Pourquoi avoir fait appel à Engage pour l’initier et l’animer?
Anne : Il nous fallait être accompagnées pour nous ouvrir à ce qui se passe à l’extérieur sur ces sujets. Sortir de notre caverne. Avoir quelqu’un qui nous aide à partager et à intégrer d’autres pratiques. Engage avait cette approche « réseau » et une sincérité dans son action, dans son ambition de changer le monde qui ont fait la différence.

Béatrice : tout à fait ! Engage a en particulier une conviction et une expertise précieuse de formation à l’intelligence collective.
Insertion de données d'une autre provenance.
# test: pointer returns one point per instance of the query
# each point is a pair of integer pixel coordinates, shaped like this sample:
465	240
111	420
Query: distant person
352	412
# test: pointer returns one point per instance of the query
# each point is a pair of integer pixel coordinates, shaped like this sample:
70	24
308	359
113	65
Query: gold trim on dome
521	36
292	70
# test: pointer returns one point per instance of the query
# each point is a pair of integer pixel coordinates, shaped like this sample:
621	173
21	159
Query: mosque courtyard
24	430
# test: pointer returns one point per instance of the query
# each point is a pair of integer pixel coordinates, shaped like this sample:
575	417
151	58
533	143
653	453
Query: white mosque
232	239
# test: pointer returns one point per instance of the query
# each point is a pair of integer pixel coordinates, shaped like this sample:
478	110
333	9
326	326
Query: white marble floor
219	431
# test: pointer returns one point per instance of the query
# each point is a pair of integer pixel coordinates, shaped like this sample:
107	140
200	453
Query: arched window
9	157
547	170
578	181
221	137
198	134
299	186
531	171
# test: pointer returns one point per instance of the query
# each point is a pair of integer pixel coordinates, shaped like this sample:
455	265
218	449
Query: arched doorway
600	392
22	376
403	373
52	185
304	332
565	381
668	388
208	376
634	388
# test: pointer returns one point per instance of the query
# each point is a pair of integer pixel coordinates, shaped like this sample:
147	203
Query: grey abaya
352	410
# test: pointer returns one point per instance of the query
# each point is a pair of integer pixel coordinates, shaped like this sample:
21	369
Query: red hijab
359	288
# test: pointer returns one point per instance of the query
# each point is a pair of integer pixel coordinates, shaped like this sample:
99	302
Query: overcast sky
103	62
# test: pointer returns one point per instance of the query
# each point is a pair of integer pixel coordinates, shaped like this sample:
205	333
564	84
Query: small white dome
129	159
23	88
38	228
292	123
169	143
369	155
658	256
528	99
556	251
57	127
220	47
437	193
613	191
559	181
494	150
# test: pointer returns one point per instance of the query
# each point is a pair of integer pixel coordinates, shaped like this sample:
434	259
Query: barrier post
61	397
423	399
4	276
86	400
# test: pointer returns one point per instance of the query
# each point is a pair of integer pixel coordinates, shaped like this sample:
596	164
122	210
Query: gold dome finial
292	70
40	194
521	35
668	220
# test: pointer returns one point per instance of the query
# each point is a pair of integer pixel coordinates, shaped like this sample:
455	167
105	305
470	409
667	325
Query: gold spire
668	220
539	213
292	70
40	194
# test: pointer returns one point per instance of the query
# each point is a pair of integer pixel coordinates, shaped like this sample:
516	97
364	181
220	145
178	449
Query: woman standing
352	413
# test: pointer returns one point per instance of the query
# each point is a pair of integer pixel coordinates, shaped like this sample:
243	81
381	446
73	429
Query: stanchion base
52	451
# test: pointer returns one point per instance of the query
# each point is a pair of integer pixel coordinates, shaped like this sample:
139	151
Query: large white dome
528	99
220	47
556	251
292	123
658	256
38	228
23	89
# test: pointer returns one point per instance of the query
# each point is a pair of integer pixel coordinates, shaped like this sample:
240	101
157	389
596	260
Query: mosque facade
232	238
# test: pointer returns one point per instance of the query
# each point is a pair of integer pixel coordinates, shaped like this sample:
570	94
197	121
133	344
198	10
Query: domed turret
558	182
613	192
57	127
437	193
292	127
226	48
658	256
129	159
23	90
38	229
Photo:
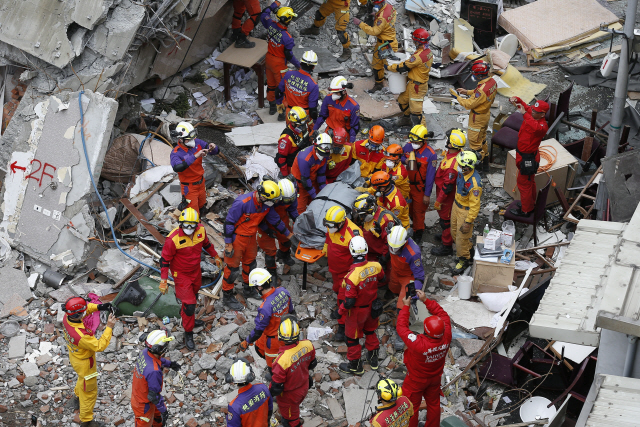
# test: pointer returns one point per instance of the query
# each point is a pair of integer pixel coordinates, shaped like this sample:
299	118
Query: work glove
163	286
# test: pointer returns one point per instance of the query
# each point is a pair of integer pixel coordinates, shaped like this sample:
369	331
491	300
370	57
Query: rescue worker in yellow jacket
384	29
478	103
465	208
83	346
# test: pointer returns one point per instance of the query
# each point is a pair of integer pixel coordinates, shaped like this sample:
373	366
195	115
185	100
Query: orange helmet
376	134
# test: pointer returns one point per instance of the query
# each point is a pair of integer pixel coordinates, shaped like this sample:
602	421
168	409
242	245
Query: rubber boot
229	300
353	367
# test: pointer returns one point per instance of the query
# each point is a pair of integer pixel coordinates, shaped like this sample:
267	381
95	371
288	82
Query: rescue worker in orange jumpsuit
390	198
279	52
534	128
83	346
446	178
147	402
425	357
186	160
310	168
395	410
422	162
361	289
181	253
276	303
339	110
370	152
340	231
478	103
291	381
341	155
287	209
245	216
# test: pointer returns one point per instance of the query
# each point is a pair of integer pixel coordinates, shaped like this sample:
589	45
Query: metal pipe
629	360
622	81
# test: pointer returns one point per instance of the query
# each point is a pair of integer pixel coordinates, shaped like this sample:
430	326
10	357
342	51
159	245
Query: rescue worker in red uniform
422	162
83	346
291	381
341	155
245	216
534	128
446	178
395	410
276	303
279	52
253	406
425	358
181	253
339	110
186	160
340	231
147	402
310	168
287	209
361	289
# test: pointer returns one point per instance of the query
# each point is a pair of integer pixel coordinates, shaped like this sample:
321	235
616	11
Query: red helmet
75	305
421	36
434	327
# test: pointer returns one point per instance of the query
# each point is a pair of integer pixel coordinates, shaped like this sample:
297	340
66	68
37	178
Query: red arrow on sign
14	166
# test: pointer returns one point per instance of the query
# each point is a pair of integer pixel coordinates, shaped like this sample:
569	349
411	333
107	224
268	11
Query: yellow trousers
462	240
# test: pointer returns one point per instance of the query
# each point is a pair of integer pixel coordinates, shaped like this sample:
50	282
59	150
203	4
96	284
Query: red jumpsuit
181	254
446	177
425	358
291	377
529	138
361	289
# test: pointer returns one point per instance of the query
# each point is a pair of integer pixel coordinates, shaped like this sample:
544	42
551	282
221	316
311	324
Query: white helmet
358	246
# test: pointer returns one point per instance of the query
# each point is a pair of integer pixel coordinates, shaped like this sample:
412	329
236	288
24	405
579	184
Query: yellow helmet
285	15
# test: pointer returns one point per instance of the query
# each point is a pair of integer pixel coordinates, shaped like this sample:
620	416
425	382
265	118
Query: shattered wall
45	211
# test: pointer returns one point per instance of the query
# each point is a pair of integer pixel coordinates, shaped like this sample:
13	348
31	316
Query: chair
537	214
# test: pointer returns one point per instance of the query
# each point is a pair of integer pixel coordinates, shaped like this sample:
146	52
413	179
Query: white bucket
464	286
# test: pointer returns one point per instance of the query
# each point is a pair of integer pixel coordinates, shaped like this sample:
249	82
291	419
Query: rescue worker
186	160
147	402
291	381
310	169
338	109
341	155
466	207
295	137
478	103
395	410
287	209
407	271
279	52
370	152
181	253
361	289
446	178
83	346
425	357
422	162
253	406
276	302
384	29
418	66
298	89
390	198
245	216
340	231
534	128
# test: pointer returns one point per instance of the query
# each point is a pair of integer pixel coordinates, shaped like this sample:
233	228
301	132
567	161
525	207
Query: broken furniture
253	58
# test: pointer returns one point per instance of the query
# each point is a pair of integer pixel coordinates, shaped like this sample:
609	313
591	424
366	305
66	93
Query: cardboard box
491	276
563	171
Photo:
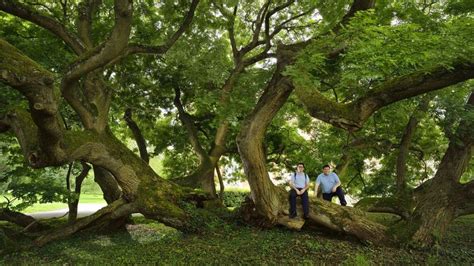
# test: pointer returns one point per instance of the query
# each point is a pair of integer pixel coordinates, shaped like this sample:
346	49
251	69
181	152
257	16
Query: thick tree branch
352	116
36	84
189	124
22	11
86	10
137	134
106	52
405	143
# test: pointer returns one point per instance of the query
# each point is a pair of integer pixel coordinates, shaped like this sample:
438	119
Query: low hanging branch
351	116
22	11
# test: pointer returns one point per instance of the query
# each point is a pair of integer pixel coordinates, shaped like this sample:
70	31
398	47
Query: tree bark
436	207
107	183
77	191
405	143
137	134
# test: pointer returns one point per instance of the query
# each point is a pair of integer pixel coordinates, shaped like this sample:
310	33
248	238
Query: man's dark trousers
304	202
339	193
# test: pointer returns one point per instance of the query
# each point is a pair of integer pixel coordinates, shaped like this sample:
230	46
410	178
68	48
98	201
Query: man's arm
316	186
338	183
292	185
307	181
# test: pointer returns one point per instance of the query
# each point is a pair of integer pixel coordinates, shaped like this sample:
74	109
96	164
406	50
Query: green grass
42	207
149	242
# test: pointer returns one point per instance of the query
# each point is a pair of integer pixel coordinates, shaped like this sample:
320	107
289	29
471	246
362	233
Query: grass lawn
42	207
230	242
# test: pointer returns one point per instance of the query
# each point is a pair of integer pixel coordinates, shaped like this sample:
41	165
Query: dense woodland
382	90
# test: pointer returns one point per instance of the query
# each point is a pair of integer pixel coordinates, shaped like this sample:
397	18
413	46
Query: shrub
233	198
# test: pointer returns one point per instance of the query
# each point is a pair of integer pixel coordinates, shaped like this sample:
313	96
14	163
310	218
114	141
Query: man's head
300	167
326	169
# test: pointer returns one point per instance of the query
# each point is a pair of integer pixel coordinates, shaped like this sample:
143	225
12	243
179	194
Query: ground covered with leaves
226	241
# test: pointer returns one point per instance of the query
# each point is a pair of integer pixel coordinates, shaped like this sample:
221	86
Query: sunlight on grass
43	207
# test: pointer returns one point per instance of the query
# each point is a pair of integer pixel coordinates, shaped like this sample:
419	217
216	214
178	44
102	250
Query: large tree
328	58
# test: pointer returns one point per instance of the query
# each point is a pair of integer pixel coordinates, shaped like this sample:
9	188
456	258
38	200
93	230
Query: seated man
330	184
299	184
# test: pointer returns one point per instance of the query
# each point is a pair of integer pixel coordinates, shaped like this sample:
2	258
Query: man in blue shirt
330	185
299	184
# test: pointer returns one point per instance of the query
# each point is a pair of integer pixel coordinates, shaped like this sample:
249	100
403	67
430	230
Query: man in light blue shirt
330	185
299	184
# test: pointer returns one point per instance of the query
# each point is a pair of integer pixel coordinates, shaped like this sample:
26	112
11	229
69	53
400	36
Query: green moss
14	61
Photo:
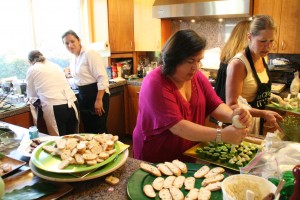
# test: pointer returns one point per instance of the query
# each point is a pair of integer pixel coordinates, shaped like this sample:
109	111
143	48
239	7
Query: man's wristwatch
219	135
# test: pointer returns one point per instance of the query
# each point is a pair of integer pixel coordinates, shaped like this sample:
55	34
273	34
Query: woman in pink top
174	101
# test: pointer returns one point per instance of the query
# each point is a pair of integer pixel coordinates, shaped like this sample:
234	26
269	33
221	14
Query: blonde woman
236	42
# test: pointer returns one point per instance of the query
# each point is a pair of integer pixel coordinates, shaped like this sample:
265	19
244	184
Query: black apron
263	89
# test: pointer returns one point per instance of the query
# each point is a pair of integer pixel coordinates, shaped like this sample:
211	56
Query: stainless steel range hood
200	8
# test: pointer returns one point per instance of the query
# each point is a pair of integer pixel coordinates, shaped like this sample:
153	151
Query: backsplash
217	32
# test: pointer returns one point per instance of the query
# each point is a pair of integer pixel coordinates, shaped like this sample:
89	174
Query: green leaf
35	191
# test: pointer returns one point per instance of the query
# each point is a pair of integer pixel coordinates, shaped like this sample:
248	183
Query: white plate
24	148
Et notre enjeu est bien celui de mettre en œuvre les conditions d’une meilleure collaboration entre hommes et femmes : plus de femmes, plus de femmes responsables et écoutées, et un meilleur dialogue

Question + : Au final est-ce qu’on y croit ?
Anne : oui…mais la route sera longue et difficile. Cela doit je pense passer par des contraintes…par exemple une charte de comportements.

Béatrice : oui…de toutes façons l’avenir est dans cette complémentarité…les femmes y arriveront…et ma conviction est que si Transdev veut survivre, cette prise de conscience de chacun est incontournable.